Sunday 1 November 2009

Cloud Based Communication Services

Hi Folks!
I've been doing a lot of thinking and speaking to people about what it will take to win, or rather, become a market leader in the cloud based communications market? Which enterprise unified communication vendors and service providers have made the market investments and moves towards delivering communications capabilities as a service? Which providers will be the winners? How will the business of the unified communication vendors change? In a series of articles I'm going to share my view and opinions on what’s happing in this space.

Even if it’s still early in its evolution, sourcing communication capabilities as a service as opposed to buying, integrating and managing premised based equipment is more viable than ever. It’s primarily the current economic climate and focus on cost control that has escalated the rate of adoption of cloud based communication solutions. The increased demands for OPEX based solutions certainly help generating a lot of interest. In addition, while the use of sophisticated communications and collaboration capabilities is often a strategic part of conducting business, it’s rarely a core competency. Result: vendors and service providers of varying types and sizes are hurrying to take advantage of this evolving market.

A historic inhibitor to adoption and growth of cloud based voice and unified communication services are that sceptics and “nay-sayers” have been making lots of noise. Concerns for data security, integrity and privacy have been the most common arguments. All I have to say here is; Come on, look at SaleForce.com. They have convinced hundreds of large global corporations to buy into their CRM solution, delivered as a service. What can be more sensitive than trusting a 3’rd party to control and manage all kinds of data records and correspondence with customers and partners? Yet, SalesForce.com has been very successful and today sports a market cap of more than $7b. I think we have crossed the chasm and corporate customers will now seriously consider cloud based unified communication services.

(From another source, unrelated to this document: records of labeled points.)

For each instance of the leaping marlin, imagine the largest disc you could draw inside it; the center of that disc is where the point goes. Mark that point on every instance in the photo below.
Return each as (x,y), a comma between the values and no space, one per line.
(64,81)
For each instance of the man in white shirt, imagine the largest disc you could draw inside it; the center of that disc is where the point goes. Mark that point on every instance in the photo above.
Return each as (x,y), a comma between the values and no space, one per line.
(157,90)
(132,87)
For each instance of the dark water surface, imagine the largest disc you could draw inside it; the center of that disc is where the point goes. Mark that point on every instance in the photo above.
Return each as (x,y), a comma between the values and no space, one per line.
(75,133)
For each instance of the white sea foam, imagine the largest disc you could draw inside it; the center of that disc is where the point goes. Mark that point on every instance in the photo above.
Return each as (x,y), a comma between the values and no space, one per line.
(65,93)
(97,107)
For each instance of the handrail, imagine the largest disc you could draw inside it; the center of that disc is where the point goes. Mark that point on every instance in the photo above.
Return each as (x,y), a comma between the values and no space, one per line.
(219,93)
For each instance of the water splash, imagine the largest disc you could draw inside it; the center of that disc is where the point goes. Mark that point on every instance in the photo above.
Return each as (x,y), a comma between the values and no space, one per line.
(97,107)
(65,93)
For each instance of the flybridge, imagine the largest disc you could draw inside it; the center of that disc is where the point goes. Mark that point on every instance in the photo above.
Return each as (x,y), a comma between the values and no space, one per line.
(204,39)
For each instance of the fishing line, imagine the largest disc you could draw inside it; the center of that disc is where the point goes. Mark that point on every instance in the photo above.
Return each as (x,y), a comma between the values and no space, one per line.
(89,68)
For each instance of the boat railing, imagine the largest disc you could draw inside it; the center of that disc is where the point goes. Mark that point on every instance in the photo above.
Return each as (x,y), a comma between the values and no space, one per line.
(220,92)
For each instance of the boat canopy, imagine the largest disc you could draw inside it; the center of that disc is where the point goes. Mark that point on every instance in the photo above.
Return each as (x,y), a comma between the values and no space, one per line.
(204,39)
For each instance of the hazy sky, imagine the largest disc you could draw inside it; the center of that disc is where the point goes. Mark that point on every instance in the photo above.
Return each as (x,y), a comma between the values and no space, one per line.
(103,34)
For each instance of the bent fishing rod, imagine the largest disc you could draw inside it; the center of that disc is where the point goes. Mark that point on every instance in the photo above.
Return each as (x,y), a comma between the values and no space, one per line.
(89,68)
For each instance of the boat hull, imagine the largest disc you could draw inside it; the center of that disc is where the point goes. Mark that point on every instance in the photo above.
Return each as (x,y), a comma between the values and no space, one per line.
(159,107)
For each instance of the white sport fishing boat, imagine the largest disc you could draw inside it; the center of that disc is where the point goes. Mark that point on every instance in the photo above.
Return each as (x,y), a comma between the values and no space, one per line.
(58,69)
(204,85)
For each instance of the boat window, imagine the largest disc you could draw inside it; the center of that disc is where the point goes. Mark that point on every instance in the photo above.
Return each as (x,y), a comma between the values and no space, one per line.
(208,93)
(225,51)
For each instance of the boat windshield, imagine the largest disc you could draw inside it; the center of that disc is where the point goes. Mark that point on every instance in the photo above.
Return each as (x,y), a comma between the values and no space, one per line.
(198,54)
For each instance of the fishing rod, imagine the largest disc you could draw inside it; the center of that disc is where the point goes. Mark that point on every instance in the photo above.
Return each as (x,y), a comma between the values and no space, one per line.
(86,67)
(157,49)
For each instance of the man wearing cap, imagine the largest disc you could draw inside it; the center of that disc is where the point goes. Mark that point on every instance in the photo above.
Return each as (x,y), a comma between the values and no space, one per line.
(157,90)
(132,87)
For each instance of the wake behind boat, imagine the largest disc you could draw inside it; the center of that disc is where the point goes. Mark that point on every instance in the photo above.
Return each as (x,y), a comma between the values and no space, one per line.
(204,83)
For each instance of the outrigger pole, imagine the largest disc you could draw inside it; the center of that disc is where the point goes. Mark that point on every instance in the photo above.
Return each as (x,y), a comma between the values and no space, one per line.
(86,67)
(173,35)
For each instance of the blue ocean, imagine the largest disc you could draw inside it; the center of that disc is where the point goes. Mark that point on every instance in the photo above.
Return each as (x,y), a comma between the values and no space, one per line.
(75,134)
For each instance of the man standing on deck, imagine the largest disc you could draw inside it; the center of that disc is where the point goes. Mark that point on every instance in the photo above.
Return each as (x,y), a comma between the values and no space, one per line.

Even with some customer concerns lingering, as I see it, the biggest inhibitor to growth lies inheritably with the vendors and service providers themselves. In order to execute on the cloud opportunity, vendors and service providers will need to augment their business models and channel strategies. The fact is, the notion of cloud computing represent an open and democratic (so far…) infrastructure to build upon, or a clean canvas on which vendors and providers can paint their technology vision. Thus, the cloud has opened the floodgates for service innovation and market disruption. This disruption will quickly force vendors and service providers to seek new ways for aggregating, selling and delivering communications services.

Lemon-Operations, a services company focused on recruiting, developing and managing indirect sales channels for IT and communications vendors across Europe and United States, is doing a lot of work for vendors who want to win in the cloud. I think Lemon-Operations metaphor for what’s happing in the cloud space is quite astute: While service innovation is shaping the IT revolution below the Cloud, vendor Galaxies will fight it out above the Cloud.


The key to success will be for the vendor to establish themselves as a center-of-gravity, or a Galaxy, to which other technology partners and resellers are attracted. To continue with the metaphor, the intensity of a vendor galaxy’s gravity will depend on to which extent other technology partners, resellers and influencers can grow and prosper within that galaxy. As such, the vendors need to get on-top in the value chain by developing compelling value propositions that attract many other types of businesses and partners. Further more; this will require new partnerships and contractual arrangements with infrastructure partners, technology partners, resellers and influencers. Put simply, establishing market leadership in cloud based communications market will require an augmented business mode, a much different eco-system and much more diverse indirect sales channel.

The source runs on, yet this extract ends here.